The August 31, 1988 closure order that is the basis for the bicycle exclusion is properly deemed temporary under the Forest Service’s own rules and regulations, and it expired long ago. It was promulgated by three Forest Service field personnel who typed up the closure order after the Forest Service headquarters rejected a request for a bicycle ban in 1987. Thereafter, in violation of the Administrative Procedure Act that the Forest Service is required by law to abide by, local Forest Service personnel let it become a permanent plan with no public notice or comment. And since the public wasn’t aware that the plan was implemented with no opportunity for public input, it accepted it for the most part, until the Pacific Crest Trail Reassessment Initiative challenged it in 2010. (See Sharing the Pacific Crest Trail.) That Catch-22 (no notice, therefore no complaints until 2010) has been bad: bad for the law, bad for the PCT, and bad for public support for wildland conservation.
Additionally, the PCT bicycle ban is antiquated, reflects the minimal understanding of how to manage nonmotorized trails for multiuse of a quarter-century ago, does not serve the PCT’s interests (the trail cannot be maintained with the small cadre of hiker volunteers who currently make themselves available), and unfairly prevents a significant segment of the public from accessing any part of the public trail in a safe and sustainable manner.
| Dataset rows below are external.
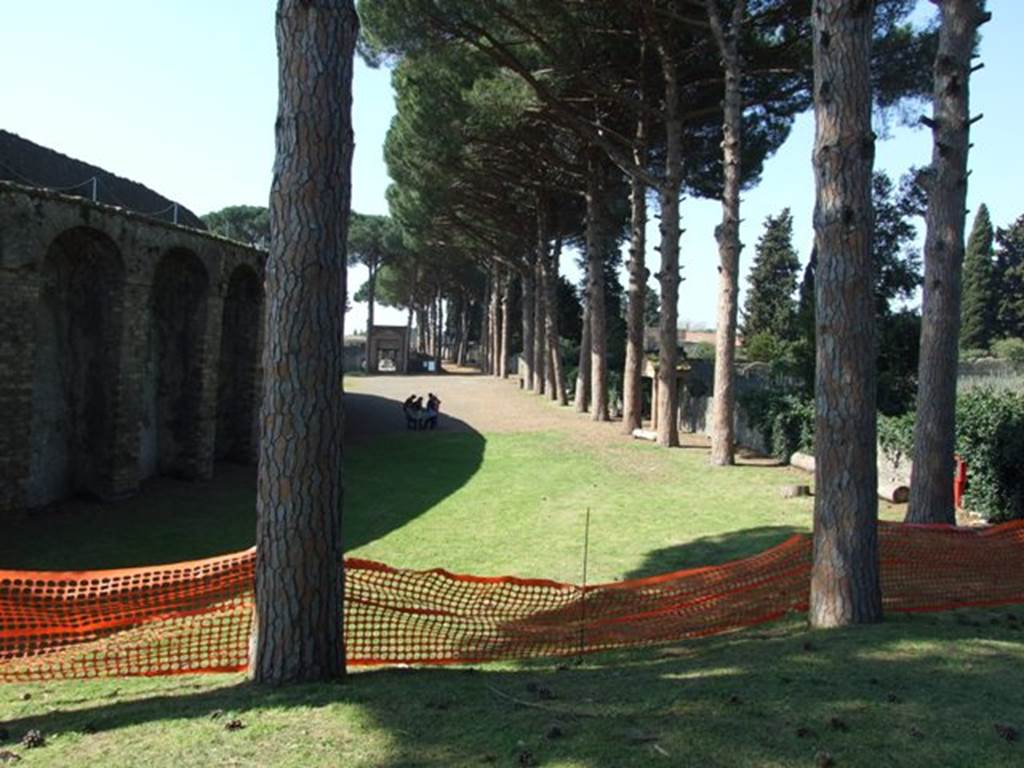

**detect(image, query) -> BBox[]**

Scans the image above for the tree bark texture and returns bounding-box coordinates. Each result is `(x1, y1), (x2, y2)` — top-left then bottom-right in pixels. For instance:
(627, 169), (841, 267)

(572, 296), (591, 414)
(498, 267), (512, 379)
(652, 36), (683, 447)
(250, 0), (358, 684)
(810, 0), (882, 627)
(542, 240), (568, 406)
(534, 207), (551, 394)
(906, 0), (987, 524)
(623, 142), (648, 434)
(479, 272), (490, 374)
(706, 0), (746, 467)
(456, 294), (470, 367)
(521, 261), (535, 389)
(366, 258), (378, 373)
(586, 153), (608, 421)
(434, 289), (444, 362)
Granting exclusive use of a 2,650-mile publicly funded trail mainly for the use of a few hundred through-hikers has resulted in public indifference about the trail, and its hundreds of miles of overgrown and poorly maintained sections are the proof of the pudding.
Until the Forest Service agrees to a thorough-going review of the 1988 closure order, one that complies with the Administrative Procedure Act by allowing public participation, attempts to put patches on the inadequate existing management scheme are a waste of time.
Certainly in the interim the Forest Service should direct its current and retired employees not to harangue mountain bikers who are on non-Wilderness PCT sections. Their presence there may be entirely lawful.”